Managing Your Reaction
Don’t make yourself the victim.
Ok, we get it, you might be feeling victimised at the moment because your whole gender is being tarred with the same brush, despite you never having acted in this way.
But now is not the time to feel sorry for yourself, instead play an active role in making sure men help to correct the problem too.
Russell explains: “Women pointing out that male violence against women and girls is a widespread problem that we as a society need to acknowledge and challenge is not the same as telling you you’re violent or abusive simply because you’re a man.
“If that’s the first, or main, way you receive it, you should take time to reflect and explore why you feel like that.”
Acknowledge the scale of this problem.
It is true that being a victim of sexual assault or harassment isn’t exclusively the preserve of women. Men can suffer in this way too. But by refusing to see beyond this (or using it as a defence), you are failing to acknowledge the societal scale of sexual harassment against women.
Russell says: “Perhaps it’s because you’re a victim or survivor of sexual violence or harassment yourself, or know another man or boy who has been, and you feel it’s unfair or simplistic to suggest only women and girls are victimised in this way.
“If that’s the case and you want to disclose your own experiences, that’s valid and important and, yes, you deserve to be heard and supported too.
“But that doesn’t detract from the fact that these things happen almost routinely and on a mass scale to women and girls throughout their lives and that they’re perpetrated overwhelmingly by men.
“That’s an undeniable gender inequality issue that you have the chance to be part of addressing.”
Recognise your own position of privilege.
A large part of #notallmen relies on the argument that not all men have committed sexual assault, harass or intimidate women, which of course is true. But that position neglects to understand that just because you as an individual haven’t acted in this way, that doesn’t mean other people haven’t on a regular basis.
“Perhaps you feel defensive because you’ve never perpetrated sexual violence and harassment, but you’ve seen it or heard other men talk about it and never intervened or challenged your peers, and you feel conflicted about that,” says Russell.
Act Against Harassment
Listen to women’s stories when they offer them.
You might feel like you never stop hearing about women being victims (believe us when we say it feels exhausting for us too) but how often do you really listen to what you’re being told and consider the impact of these stories that are being shared?
“The best way that non-abusing and non-violent men can engage with this campaign is by really listening to what women and girls are saying, not dismissing, minimising or refusing to believe the scale of the problem or its impact, but also not reacting purely defensively,” says Russell.
Just be truly listening and acknowledging someone’s experience you can help.

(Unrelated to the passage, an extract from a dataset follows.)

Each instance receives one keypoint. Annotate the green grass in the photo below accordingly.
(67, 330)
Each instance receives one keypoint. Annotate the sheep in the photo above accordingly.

Call out your friends’ bad behaviour.
Yes, it might be awkward and they might not thank you for it in the short term, but you can’t fight the good fight without rocking the boat.
So when your friends make ‘jokes’ or banter about harassment and misogyny, don’t be so complacent.
“Let your peers know this is not acceptable,” Russell advises. “Until abusers and harassers are ostracised and realise others don’t find their actions funny or ‘natural’ they won’t be forced to change them.”
Intervene when you see women being harassed.
Intervening doesn’t just stop with your own friends. It might feel uncomfortable to get involved when you see harassment in the street, but if you feel uncomfortable just watching – think how bad it is making the victim feel.
“When it’s safe to do so, try intervening the next time you see other men intimidating a woman or making her feel obviously uncomfortable with sexualised or degrading comments about her body, or touching her uninvited, for example,” says Russell.
The Stop Street Harassment campaign recommends creating a distraction or interruption or initiating other non-confrontational action that can help keep everyone safe. If you have serious concerns about the victims safety, do involve the police.